SEA Currents: Robert C. Seamans
March 09, 2020
The Ecosystem of a Ship
38 degrees 56’ S, 179 degrees 45’ E
On our first full, 6-hour watch underway on the ship, I was assigned to the engine room. During our time here, each student gets the opportunity to spend a day in the life of the ship's engineers (the dynamic duo: Henry and Sonia). I was excited to venture down into the tiny engine room, filled with the humming and heat of the various machines that make running our daily lives and operations on the ship possible.
As it happened, Henry and Sonia had finished most of their work for the day, so they asked me if there was anything in particular I wanted to learn about. I thought about it for a minute, before asking them to explain how the boat's sewage system works. Sonia proceeded to draw out a diagram of the life trajectory of everything that goes into the toilet.
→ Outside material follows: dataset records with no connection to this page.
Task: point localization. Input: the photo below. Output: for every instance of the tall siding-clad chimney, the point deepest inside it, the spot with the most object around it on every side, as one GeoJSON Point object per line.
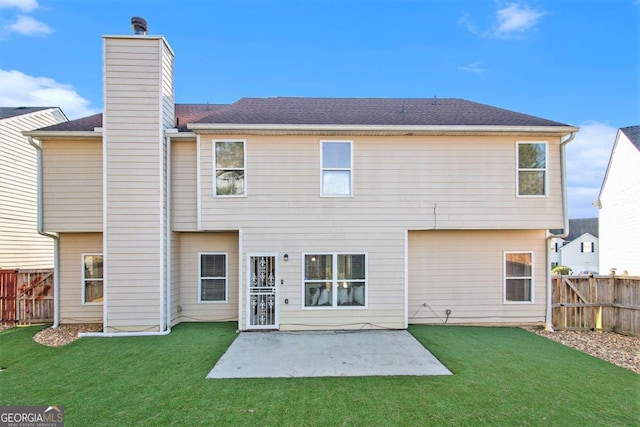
{"type": "Point", "coordinates": [139, 26]}
{"type": "Point", "coordinates": [138, 107]}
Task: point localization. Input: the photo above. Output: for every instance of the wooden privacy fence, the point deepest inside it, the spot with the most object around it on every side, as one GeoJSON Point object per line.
{"type": "Point", "coordinates": [26, 296]}
{"type": "Point", "coordinates": [599, 302]}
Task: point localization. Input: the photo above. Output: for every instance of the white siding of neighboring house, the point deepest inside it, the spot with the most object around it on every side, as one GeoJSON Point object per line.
{"type": "Point", "coordinates": [555, 257]}
{"type": "Point", "coordinates": [576, 255]}
{"type": "Point", "coordinates": [463, 271]}
{"type": "Point", "coordinates": [619, 215]}
{"type": "Point", "coordinates": [138, 105]}
{"type": "Point", "coordinates": [72, 179]}
{"type": "Point", "coordinates": [20, 244]}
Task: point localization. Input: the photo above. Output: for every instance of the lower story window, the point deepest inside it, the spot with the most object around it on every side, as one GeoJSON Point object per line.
{"type": "Point", "coordinates": [518, 277]}
{"type": "Point", "coordinates": [212, 282]}
{"type": "Point", "coordinates": [92, 278]}
{"type": "Point", "coordinates": [335, 280]}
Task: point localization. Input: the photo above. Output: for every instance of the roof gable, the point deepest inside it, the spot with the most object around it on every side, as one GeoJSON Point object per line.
{"type": "Point", "coordinates": [184, 113]}
{"type": "Point", "coordinates": [633, 133]}
{"type": "Point", "coordinates": [369, 111]}
{"type": "Point", "coordinates": [8, 112]}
Powered by a vacuum, all of our waste gets broken up and sent to a storage container, before getting pumped off the side of the boat when we are underway, or treated for sanitation and then sent out of the boat when we are in port. Sonia and Henry explained this process to me in much more detail, using much more engineer-type vocabulary. Sonia then gave me an up close, in person tour of the boat's sewage system, including a good couple minutes spent watching "poop T.V," the popular television channel that displays waste product being sent and mixed up through a small window into the systems tank in the engine room every time someone flushes≈this channel is evidently a consistent fan favorite with students.
I think this topic speaks to one of the most valuable lessons being a member of this boat's community can teach students≈ understanding ourselves as a part of the ecosystems we exist in. Living on a boat, for me, has magnified the many processes we are reliant on in our everyday lives. Here, however, all of these daily functions take place within the same 134-foot space we all eat, sleep, cook, and work in.
As we study ocean ecosystems, and the rich marine life surrounding us, from phytoplankton and zooplankton to flying fish, mola molas, and soaring albatrosses, I think the boat too functions as an ecosystem. The sewage system is just one example of this. To me, the beauty in studying a healthy, thriving ecosystem is the diversity of activity simultaneously occurring. At any given hour aboard the ship, there is a continual hum of activity; sounds that speak to the wide array of people and parts working to support our community as a whole. Early in the wee hours of the day, at 3 or 4 in the morning, there could be students processing chlorophyl-a and pH samples, while others venture out onto the bowsprit and set the jib in complete darkness, millions of stars shining above us. At the same time, others are sleeping soundly down below, or maybe snacking on a very early morning chocolate chip cookie. Amidst all this action, the water makers continue to work, providing us with fresh water to drink, the refrigeration system enables us to enjoy fresh fruits and vegetables a month into our trip, and the sewage system continues to pump our waste through, and out of the boat.
All of these things, both human run and machine run, take energy. However, having access to these resources in the middle of the Pacific Ocean, with no land in sight, makes me feel the immense gratitude for all of the things I take for granted on a day to day basis when on land. I think that viewing this small space we all rely upon, care for, and share, as an ecosystem, allows me to value the importance of each small role we play, and each task we undertake. On our first day aboard, we were introduced to the concept of: "Ship. Shipmates. Self" as a way of understanding the importance of prioritizing the ship, and our shipmates while we are living here. This idea has continued to make more and more sense to me the more time I have spent here. By taking care of the boat, we are supporting our community, and by doing so, we are caring for each other.